Mahoney included Singler in his ‘instant pros’ section (along with one of my favorite non-Piston rookies, Jae Crowder):
Singler doesn’t play at all like a rookie. He genuinely works the perimeter instead of standing around on the weak side, exploits his opponents’ inattention on a consistent basis and already converts his three-point attempts at an incredible clip (47 percent!) thanks to the passing lanes he creates with his off-ball movement. He’s a perfectly decent on-ball defender, does a good job of shuffling to deny dribble penetration and works hard to get over screens and close out on shooters. His game isn’t yet fully developed, but already it holds startling similarity to that of the handyman veteran, capable of filling minutes and actually contributing without giving his team a targetable vulnerability.

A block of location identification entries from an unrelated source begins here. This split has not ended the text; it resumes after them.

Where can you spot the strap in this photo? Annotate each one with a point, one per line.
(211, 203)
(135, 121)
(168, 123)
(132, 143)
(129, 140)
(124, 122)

He’s far from perfect; as much as I like Singler’s game, he isn’t very quick with the ball and can pretty much only get into the paint off the dribble by way of a very guardable spin move. But he’s exactly the kind of player that the Pistons will be happy to have around in a few years, once Singler’s supporting act is given new meaning within the context of a more effective team.
His analysis of both guys is pretty spot on. No one is rooting for Drummond to play out of a belief that he’ll help the offense. Right now, he’s their best rebounder and shot-blocker. He’s certainly far behind development-wise and skill-wise at the offensive end, to the point where I don’t know that he’ll ever be much of a factor other than a guy who finishes well around the basket, but the rebounding and shot-blocking alone already make him a legitimate rotation player who should be getting more minutes.
As for Singler, as Mike Payne of Detroit Bad Boys wrote about in-depth the other day (a great post that everyone should check out, BTW), he’s simply been easily the biggest surprise on the team this season. He’s emerged from a crowded wing position to not only earn a rotation spot, but a starting spot, and he just keeps improving. It’s hard not to envision him as a long-term member of Detroit’s rotation.